Members of our Movement are continually confronted, knowingly or not, with
the need to answer two questions: Why be Jewish? And Why be a Reform
Jew?
Our members know instinctively the answer to the first question. To be a Jew
is to be a member of the people of the covenant, an heir to one of the world's
most ancient, enduring, and awe-inspiring faiths. It is to be committed to
values to which Jews have always been committed: to love of family, to
education, to philanthropy, to individual righteousness, and to the idea of a
unique Jewish destiny.
But when the members of our Movement are asked the second Why be a Reform Jew
many have trouble articulating an answer.
Why is it that so many of our members have no clear sense of what it means to
be a Reform Jew?
First, we are victims of our own success. Take any Reform congregation in the
country, and you are likely to find that well under 50 percent of the board
members grew up in a Reform temple; some came from Orthodox homes, some from
Conservative homes, some from non-Jewish homes. They do not possess the positive
associations or childhood memories of Reform that were common in an earlier era.
Second, North American Jews, particularly today, are not inclined toward
systematic thinking when they make religious choices. They rarely ask what is
the belief system to which the synagogue subscribes or the philosophy to which
it adheres. More often, Americans choose their synagogues because the location
is convenient or because they like the rabbi; because they want a cantor or they
don't; because they want more singing or less; because they want two days of
religious school or three.
Third, our communal leaders are rarely comfortable with denominational
differences. Fearing that communal unity will be disrupted and fund-raising
affected, they tend to speak a language of a too-often bogus language that blurs
religious differences even when they need to be sharpened. Communal leaders
should learn what religious leaders already know: that in most cases, the
passionate particularism of religious life does not weaken our communities, it
strengthens them.
And so, our members ask, what are the religious principles that distinguish
Reform Judaism? I suggest five.
- Reform Jews are committed to a Judaism that changes and adapts to the
needs of the day. Since its earliest days, Reform Judaism has
asserted that a Judaism frozen in time is an heirloom, not a living fountain.
Changes must be thoughtful, of course, and must be rooted in the history and
traditions of our people. But we assert Judaism's innovative character, and we
assert, too, that a stubborn failure to change will make Judaism an irrelevance.
This willingness to adapt has brought new vitality and strength to a Jewish
community that is fully integrated into North American culture.

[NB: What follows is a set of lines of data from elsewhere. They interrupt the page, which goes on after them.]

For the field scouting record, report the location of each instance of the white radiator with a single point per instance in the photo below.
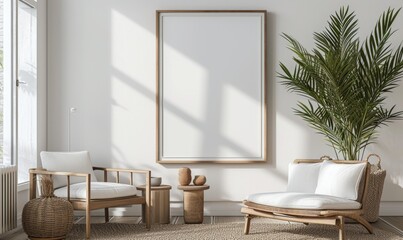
(8, 199)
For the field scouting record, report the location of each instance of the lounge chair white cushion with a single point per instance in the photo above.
(99, 190)
(303, 177)
(302, 201)
(340, 180)
(78, 162)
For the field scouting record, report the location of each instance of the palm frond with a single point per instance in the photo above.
(345, 81)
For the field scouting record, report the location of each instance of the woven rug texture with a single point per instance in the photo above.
(225, 231)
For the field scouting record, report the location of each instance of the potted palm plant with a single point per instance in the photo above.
(345, 83)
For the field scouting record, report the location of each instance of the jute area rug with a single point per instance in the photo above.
(225, 231)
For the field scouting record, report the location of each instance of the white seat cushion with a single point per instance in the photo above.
(303, 201)
(99, 190)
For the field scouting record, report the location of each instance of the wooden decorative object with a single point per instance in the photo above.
(47, 217)
(185, 176)
(160, 203)
(193, 203)
(199, 180)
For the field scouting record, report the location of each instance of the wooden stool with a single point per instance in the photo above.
(160, 200)
(193, 203)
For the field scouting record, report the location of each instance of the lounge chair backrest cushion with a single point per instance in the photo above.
(78, 162)
(340, 180)
(303, 177)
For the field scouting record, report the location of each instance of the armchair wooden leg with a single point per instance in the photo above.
(247, 224)
(87, 223)
(106, 215)
(364, 223)
(340, 224)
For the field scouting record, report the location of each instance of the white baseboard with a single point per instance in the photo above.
(391, 209)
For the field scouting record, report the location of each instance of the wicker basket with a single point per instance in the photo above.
(375, 188)
(47, 217)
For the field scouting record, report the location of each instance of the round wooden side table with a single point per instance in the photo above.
(160, 200)
(193, 203)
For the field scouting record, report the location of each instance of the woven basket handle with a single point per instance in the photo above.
(378, 159)
(325, 157)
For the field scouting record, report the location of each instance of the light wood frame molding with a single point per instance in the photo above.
(234, 146)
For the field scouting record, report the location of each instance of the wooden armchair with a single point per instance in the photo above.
(75, 180)
(302, 203)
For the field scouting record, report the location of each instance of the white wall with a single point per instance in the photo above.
(101, 60)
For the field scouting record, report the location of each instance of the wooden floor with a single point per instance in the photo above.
(392, 224)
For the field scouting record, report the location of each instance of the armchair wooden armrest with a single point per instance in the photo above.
(147, 174)
(33, 172)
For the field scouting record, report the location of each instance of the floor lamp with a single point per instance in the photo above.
(72, 110)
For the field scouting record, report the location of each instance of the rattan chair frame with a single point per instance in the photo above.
(322, 216)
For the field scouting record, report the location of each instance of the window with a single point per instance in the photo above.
(18, 67)
(27, 85)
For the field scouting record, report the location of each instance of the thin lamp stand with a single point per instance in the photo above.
(71, 110)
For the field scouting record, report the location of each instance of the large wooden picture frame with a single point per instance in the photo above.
(211, 86)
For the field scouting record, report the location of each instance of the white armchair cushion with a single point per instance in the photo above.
(295, 200)
(99, 190)
(303, 177)
(78, 162)
(340, 180)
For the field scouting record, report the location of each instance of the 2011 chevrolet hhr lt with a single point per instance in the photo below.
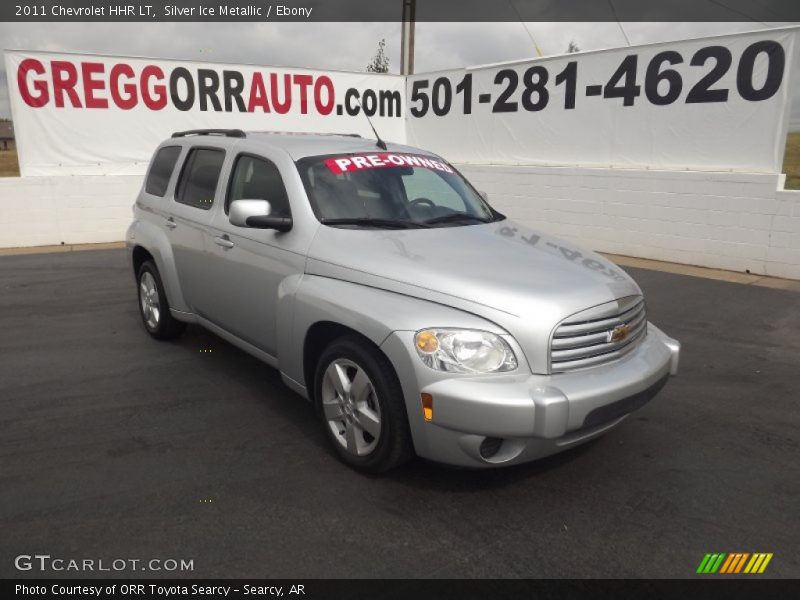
(389, 293)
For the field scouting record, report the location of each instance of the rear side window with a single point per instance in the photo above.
(199, 177)
(161, 170)
(258, 179)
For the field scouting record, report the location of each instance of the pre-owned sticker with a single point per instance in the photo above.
(361, 162)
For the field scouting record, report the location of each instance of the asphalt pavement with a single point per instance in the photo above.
(115, 446)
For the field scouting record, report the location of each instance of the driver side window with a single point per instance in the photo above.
(425, 183)
(258, 179)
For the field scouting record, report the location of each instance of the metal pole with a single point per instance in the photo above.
(407, 37)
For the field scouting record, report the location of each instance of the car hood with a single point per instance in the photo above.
(502, 271)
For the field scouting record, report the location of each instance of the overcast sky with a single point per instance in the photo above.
(346, 46)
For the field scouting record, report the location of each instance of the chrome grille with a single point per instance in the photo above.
(586, 339)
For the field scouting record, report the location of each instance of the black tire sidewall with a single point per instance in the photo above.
(393, 446)
(166, 325)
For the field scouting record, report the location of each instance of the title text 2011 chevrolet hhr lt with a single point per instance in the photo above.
(415, 317)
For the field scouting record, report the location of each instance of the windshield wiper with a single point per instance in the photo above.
(373, 222)
(454, 218)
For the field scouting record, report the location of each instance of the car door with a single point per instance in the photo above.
(191, 213)
(247, 265)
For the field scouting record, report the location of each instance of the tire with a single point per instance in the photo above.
(153, 305)
(367, 425)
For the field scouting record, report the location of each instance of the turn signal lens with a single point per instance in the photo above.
(427, 342)
(464, 351)
(427, 406)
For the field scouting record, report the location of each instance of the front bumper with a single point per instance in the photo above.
(526, 416)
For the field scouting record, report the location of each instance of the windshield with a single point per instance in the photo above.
(390, 190)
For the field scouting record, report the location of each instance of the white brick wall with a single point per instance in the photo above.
(722, 220)
(41, 211)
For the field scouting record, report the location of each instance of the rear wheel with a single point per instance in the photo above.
(362, 406)
(153, 305)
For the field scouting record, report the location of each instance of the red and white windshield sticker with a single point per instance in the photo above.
(362, 162)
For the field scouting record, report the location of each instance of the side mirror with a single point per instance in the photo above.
(256, 214)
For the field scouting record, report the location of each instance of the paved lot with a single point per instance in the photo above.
(110, 442)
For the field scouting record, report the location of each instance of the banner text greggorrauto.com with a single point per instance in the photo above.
(95, 85)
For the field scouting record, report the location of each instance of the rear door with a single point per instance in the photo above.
(195, 195)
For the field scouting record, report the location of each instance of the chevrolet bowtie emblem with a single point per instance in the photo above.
(619, 333)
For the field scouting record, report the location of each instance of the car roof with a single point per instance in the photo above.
(300, 145)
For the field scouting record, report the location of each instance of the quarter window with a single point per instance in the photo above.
(258, 179)
(161, 170)
(199, 178)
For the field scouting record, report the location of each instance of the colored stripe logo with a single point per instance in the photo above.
(733, 563)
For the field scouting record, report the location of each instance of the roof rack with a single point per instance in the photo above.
(222, 132)
(307, 133)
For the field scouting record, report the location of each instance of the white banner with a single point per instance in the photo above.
(719, 103)
(89, 114)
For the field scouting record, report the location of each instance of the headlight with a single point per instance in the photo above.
(464, 351)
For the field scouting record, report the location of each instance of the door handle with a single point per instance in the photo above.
(224, 241)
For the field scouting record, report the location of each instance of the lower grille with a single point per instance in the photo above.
(598, 335)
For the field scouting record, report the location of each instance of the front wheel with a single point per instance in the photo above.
(153, 305)
(362, 406)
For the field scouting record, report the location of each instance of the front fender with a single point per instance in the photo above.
(372, 312)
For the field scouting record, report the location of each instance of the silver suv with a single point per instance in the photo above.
(387, 291)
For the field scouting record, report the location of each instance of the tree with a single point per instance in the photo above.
(380, 62)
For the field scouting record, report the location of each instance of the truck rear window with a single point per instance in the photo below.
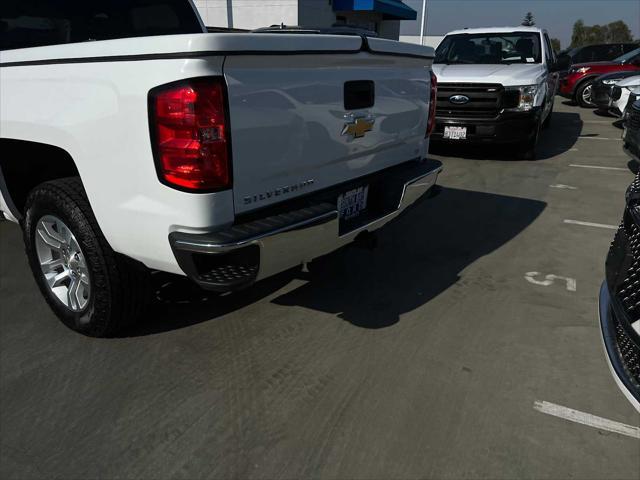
(490, 48)
(36, 23)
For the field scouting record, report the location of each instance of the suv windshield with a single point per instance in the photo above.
(490, 48)
(628, 56)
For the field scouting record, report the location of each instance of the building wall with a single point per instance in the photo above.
(248, 14)
(429, 40)
(315, 13)
(251, 14)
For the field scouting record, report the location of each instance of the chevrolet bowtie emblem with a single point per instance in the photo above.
(357, 127)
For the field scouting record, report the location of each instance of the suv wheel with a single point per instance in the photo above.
(91, 289)
(583, 94)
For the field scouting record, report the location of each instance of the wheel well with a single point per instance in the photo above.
(24, 165)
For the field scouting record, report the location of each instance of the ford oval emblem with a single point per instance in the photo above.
(459, 99)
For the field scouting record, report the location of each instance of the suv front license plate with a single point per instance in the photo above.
(455, 133)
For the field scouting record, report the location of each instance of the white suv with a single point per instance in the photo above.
(495, 85)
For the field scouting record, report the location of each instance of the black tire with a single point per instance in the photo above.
(119, 285)
(547, 121)
(527, 151)
(581, 94)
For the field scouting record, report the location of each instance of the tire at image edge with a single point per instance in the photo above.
(118, 284)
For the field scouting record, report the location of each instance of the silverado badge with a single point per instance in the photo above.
(357, 127)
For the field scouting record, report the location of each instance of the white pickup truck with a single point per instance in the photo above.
(132, 140)
(495, 85)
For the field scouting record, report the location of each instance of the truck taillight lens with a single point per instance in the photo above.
(433, 99)
(189, 130)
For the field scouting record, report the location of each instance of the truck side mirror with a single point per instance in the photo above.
(563, 63)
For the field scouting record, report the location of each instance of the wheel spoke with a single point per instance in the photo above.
(50, 265)
(72, 293)
(55, 279)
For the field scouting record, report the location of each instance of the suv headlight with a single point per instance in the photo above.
(527, 98)
(580, 70)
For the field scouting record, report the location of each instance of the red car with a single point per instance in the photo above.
(577, 85)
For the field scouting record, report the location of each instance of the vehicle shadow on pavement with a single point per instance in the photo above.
(560, 137)
(176, 302)
(420, 255)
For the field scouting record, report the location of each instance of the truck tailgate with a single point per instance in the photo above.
(305, 121)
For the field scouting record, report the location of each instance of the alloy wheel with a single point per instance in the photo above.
(62, 263)
(586, 94)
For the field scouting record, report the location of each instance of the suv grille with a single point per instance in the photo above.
(486, 100)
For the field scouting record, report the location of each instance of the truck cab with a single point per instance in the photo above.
(495, 85)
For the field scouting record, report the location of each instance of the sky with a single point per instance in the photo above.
(557, 16)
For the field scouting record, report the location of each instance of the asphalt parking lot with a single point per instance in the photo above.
(421, 359)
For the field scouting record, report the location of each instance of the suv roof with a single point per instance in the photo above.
(519, 28)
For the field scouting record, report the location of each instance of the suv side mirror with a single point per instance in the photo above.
(563, 63)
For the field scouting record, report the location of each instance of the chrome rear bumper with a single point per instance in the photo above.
(248, 252)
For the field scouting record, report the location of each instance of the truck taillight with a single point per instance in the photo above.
(433, 99)
(189, 131)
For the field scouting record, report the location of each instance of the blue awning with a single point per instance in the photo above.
(390, 9)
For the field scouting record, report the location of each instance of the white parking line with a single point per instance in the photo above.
(600, 138)
(598, 167)
(590, 224)
(586, 419)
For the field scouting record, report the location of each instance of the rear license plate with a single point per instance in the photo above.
(455, 133)
(353, 203)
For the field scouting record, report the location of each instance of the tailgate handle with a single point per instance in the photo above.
(359, 94)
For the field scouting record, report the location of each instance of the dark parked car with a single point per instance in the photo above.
(620, 292)
(594, 53)
(631, 135)
(603, 87)
(578, 83)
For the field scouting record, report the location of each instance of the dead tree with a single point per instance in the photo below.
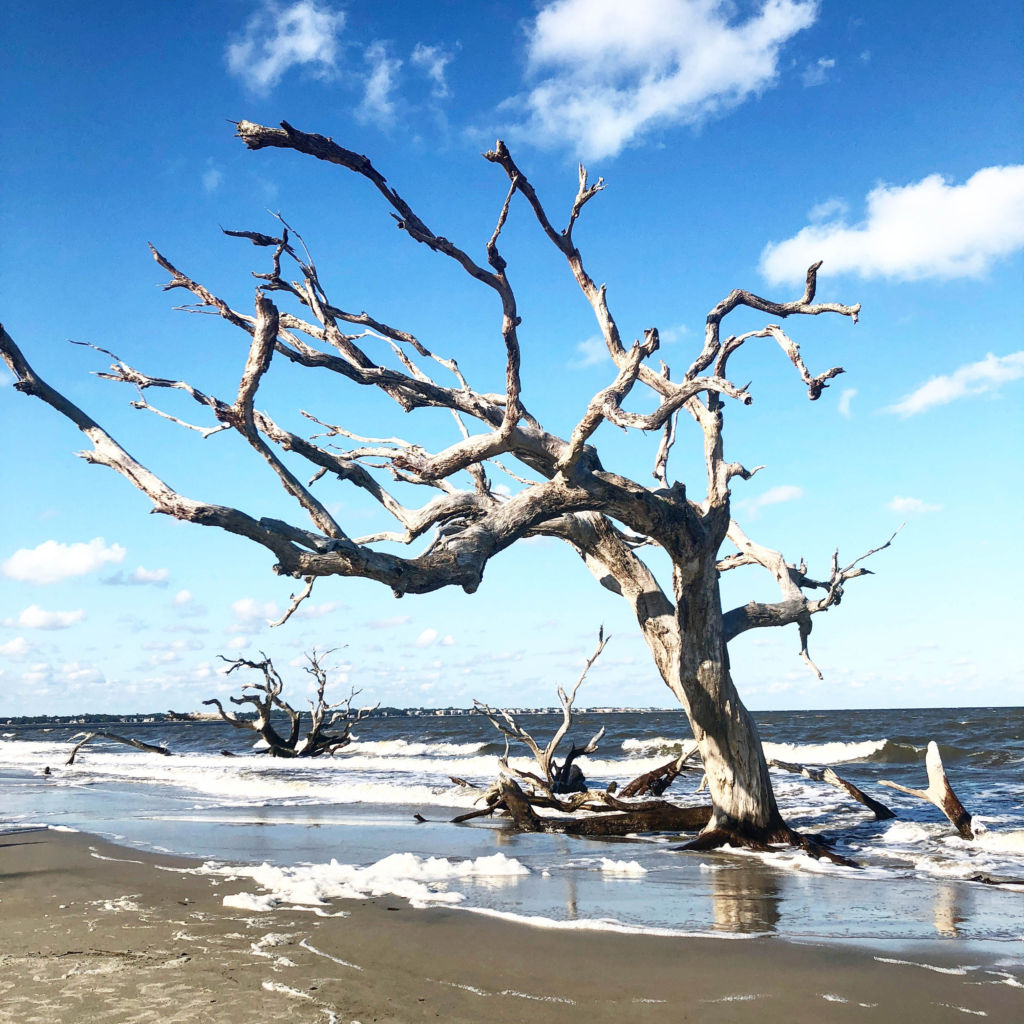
(559, 486)
(265, 698)
(556, 778)
(940, 793)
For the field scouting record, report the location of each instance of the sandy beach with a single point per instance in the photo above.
(93, 932)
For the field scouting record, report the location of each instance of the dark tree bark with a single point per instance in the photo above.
(559, 486)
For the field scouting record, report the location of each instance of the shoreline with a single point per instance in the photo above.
(102, 933)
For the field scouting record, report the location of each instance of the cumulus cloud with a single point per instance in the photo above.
(387, 624)
(378, 103)
(910, 506)
(17, 647)
(432, 60)
(251, 615)
(608, 73)
(52, 561)
(972, 379)
(927, 229)
(139, 578)
(773, 496)
(817, 73)
(34, 617)
(426, 638)
(278, 38)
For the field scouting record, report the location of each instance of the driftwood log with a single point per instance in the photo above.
(621, 818)
(828, 775)
(940, 793)
(655, 781)
(128, 740)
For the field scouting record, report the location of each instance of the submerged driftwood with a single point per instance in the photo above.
(880, 810)
(940, 793)
(128, 740)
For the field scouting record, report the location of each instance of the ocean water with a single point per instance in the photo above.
(313, 833)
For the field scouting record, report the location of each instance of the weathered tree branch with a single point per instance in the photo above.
(128, 740)
(940, 794)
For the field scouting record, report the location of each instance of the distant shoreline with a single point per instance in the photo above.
(156, 718)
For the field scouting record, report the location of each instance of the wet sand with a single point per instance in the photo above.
(91, 932)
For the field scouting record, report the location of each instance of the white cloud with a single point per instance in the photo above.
(426, 638)
(590, 353)
(432, 60)
(910, 506)
(844, 401)
(817, 73)
(279, 38)
(53, 561)
(929, 228)
(17, 647)
(387, 624)
(973, 379)
(378, 104)
(35, 617)
(613, 71)
(140, 577)
(773, 496)
(251, 615)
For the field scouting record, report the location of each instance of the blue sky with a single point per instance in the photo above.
(738, 142)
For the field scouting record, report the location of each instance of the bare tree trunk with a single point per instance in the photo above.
(738, 781)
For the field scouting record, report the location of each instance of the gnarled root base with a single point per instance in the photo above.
(765, 840)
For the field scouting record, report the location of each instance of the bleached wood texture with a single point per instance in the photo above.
(559, 486)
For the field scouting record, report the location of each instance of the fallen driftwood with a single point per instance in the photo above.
(828, 775)
(137, 743)
(940, 794)
(657, 780)
(619, 818)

- Reform Jews are committed to the absolute equality of women in all areas
of Jewish life. We were the first movement to ordain women rabbis,
invest women cantors, and elect women presidents of our synagogues. While we
have not yet totally fulfilled this commitment, there is no longer any debate
that a Judaism that diminishes the equality of women is a Judaism that degrades
our dignity and besmirches our soul.
- Reform Jews are committed to social justice. Even as Reform Jews
embrace ritual, prayer, and ceremony more than ever, we continue to see social
justice as the jewel in the Reform Jewish crown. Like the prophets, we never
forget that God is concerned about the everyday and that the blights of society
take precedence over the mysteries of heaven. A Reform synagogue that does not
alleviate the anguish of the suffering is a contradiction in terms.
- Reform Jews are committed to the principle of inclusion, not
exclusion. We understand clearly the need for boundaries between
Judaism and the society around us, but we have little patience with those who
spend day and night trying to define precisely where the boundaries are to be
drawn in order to keep the maximum number of people out. Far better to spend
time filling our Jewish world with experiences that will draw people in to
Knesset Yisraelthe indivisible collectivity of the Jewish people.
- Reform Jews are committed to a true partnership between the rabbinate and
the laity. Of course, rabbis have their prerogatives, and we defer to their
scholarship. But Reform Jews have come to understand that holiness and religious
insight are not the monopoly of any segment of our community. And so we neither
flatter one another nor refute one another; rather, most of the time, we decide
together. This is not how it is done elsewhere in the Jewish world. Elsewhere
the grand rabbis decide, or the Seminary decides, but we Reform Jews prefer
shared insight and learning.
Where else does such a constellation of principles exist in the Jewish world?
Absolutely nowhere.
The power and uniqueness of Reform Judaism does not in any way demean the
other religious movements, which we respect and with which we join in common
cause whenever possible. But we can best serve the members of our Movement and
draw upon the springs of their Judaic spirit if they truly what it means to be a
Reform Jew.
At the World Zionist Congress last December, members of our delegation wore
buttons that said: ANI YEHUDI REFORMI GAY'E
Here in North America, we need to wear such buttons as well, not actually but
in the symbolic sense. However, we need to do so for a different reason: to keep
our great Movement strong and to affirm, to our community and our children,
Reform Judaism's unique and powerful legacy.
Ken yehi ratzon. May it be God's will.
Editor's note: These remarks are excerpted from Rabbi Yoffie's speech to the
UAHC Executive Committee, February 1998.